Rénovation : ce que révèle vraiment le Cahier du Rénovascope 2025

À partir de deux années d’enquêtes terrain, le Rénovascope apporte un éclairage inédit sur les mécanismes réels de la rénovation des maisons individuelles.

Comment se transforme réellement une maison individuelle en France ?
C’est à cette question que répond le premier Cahier du Rénovascope, publié par BatiEtude, en s’appuyant sur deux années d’enquêtes terrain menées en 2024 et 2025.


Une photographie réelle du marché… loin des idées reçues

Contrairement aux approches traditionnelles centrées sur les équipements ou les performances énergétiques, le Rénovascope propose une lecture différente :
observer la rénovation du point de vue des ménages, dans leur parcours réel de décision.
Et le constat est clair :
👉 la rénovation ne se fait ni de manière globale, ni de manière linéaire.
Elle s’inscrit dans le temps, par étapes, au gré des besoins, des événements de vie et des arbitrages économiques.


Un parc ancien, au cœur des enjeux

Les données 2024-2025 montrent que la rénovation concerne avant tout un parc de maisons anciennes, souvent construites avant les premières réglementations thermiques.
Ce point est structurant :
👉 on ne rénove pas un logement optimisé, mais un habitat déjà transformé au fil des années.

Résultat : les travaux ne partent pas de zéro, mais s’inscrivent dans une logique d’amélioration progressive, où coexistent plusieurs générations d’équipements.


Un marché freiné… par la décision

L’un des enseignements majeurs du cahier concerne la dynamique du marché.
Les besoins sont bien là. Les travaux aussi.
Mais entre les deux, un élément bloque : la décision d’engager les travaux.

Entre 2024 et 2025, la part des ménages en projet passe de 37 % à 24 %.
👉 Un recul qui ne traduit pas un désintérêt, mais un report des décisions.

Le marché ne disparaît pas.
Il devient plus attentiste, plus sélectif.


L’énergie n’est pas le vrai déclencheur

Autre enseignement clé :
👉 les travaux ne sont que rarement déclenchés par la seule logique énergétique.
Dans la majorité des cas, les motivations premières sont :
l’amélioration du confort
la résolution d’un problème
l’adaptation du logement
La rénovation énergétique intervient souvent dans un second temps, intégrée à un projet déjà engagé.

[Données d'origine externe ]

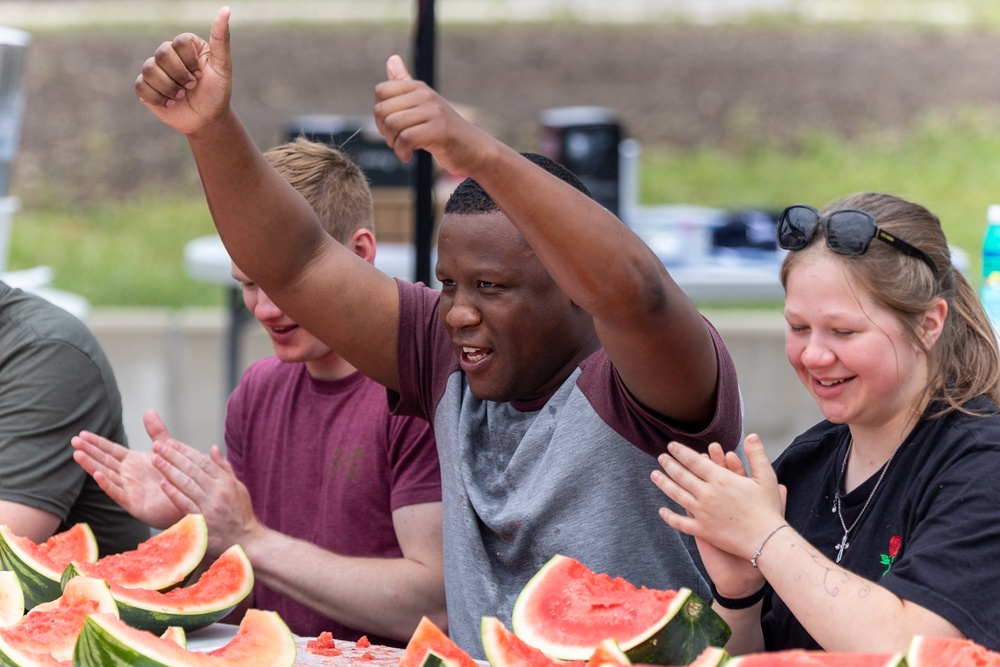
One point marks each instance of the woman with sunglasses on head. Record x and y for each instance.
(883, 521)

Une réalité souvent sous-estimée : le rôle de l’expérience

Le Rénovascope met en évidence un mécanisme déterminant :
👉 chaque rénovation influence la suivante.
Les travaux sont globalement bien réalisés, les entreprises bien évaluées…
mais le résultat est souvent perçu comme partiel.

Conséquence :
les ménages ne remettent pas en cause les professionnels,
mais hésitent à relancer un nouveau projet.
La rénovation devient ainsi un marché d’expérience, où la perception du résultat conditionne la dynamique future.

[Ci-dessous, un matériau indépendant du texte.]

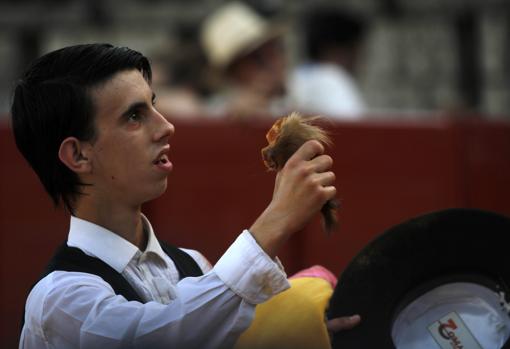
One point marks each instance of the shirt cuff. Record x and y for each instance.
(250, 272)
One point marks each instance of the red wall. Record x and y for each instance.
(386, 172)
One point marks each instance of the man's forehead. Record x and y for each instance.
(121, 90)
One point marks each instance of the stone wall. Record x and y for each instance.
(420, 55)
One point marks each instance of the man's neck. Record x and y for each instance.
(123, 221)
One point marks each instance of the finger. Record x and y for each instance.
(321, 163)
(325, 178)
(329, 192)
(308, 151)
(343, 323)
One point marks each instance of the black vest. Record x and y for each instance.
(73, 259)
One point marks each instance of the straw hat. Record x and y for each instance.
(232, 31)
(434, 282)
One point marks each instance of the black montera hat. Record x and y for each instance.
(436, 281)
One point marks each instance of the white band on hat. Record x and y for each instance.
(457, 315)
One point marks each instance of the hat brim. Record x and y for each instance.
(412, 258)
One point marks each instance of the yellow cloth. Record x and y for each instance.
(293, 319)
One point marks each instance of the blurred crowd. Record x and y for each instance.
(236, 65)
(248, 59)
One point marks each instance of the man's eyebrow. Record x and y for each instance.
(137, 106)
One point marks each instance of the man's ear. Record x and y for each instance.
(73, 153)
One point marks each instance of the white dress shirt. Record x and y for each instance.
(80, 310)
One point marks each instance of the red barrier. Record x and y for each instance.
(386, 173)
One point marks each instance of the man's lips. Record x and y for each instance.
(162, 161)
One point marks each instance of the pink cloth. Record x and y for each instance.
(317, 271)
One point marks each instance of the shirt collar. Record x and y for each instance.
(99, 242)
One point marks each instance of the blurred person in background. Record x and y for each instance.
(248, 52)
(180, 76)
(325, 83)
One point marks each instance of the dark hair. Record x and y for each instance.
(327, 27)
(52, 101)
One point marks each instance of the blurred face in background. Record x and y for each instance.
(262, 70)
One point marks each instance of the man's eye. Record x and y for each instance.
(135, 117)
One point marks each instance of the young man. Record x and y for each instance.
(84, 118)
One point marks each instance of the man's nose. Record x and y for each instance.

Un marché avant tout comportemental

Le Cahier du Rénovascope apporte un éclairage essentiel :

👉 le marché de la rénovation n’est pas seulement technique, il est comportemental.

Il dépend :
de la confiance des ménages
de leur capacité à se projeter
de la lisibilité des bénéfices

Bien plus que du seul état du parc ou des aides disponibles.


La rénovation, moteur du logement individuel

Dans un contexte où la construction neuve reste limitée,
👉 c’est bien la rénovation qui transforme aujourd’hui le parc de maisons individuelles.

Mais cette transformation ne repose pas sur des obligations ou des volumes,
elle repose sur une réalité plus complexe :

la décision progressive des propriétaires de faire évoluer leur logement.


Un outil pour anticiper le marché

Avec ce premier cahier, BatiEtude pose les bases d’un observatoire appelé à s’enrichir dans le temps.

Le Rénovascope ne se limite pas à une photographie du marché :
👉 il permet d’en comprendre les mécanismes profonds… et d’anticiper ses évolutions.


💬 À suivre : avec l’extension de l’étude à plusieurs milliers d’enquêtes en 2026, l’observatoire devrait encore affiner la lecture des comportements et des marchés de la rénovation.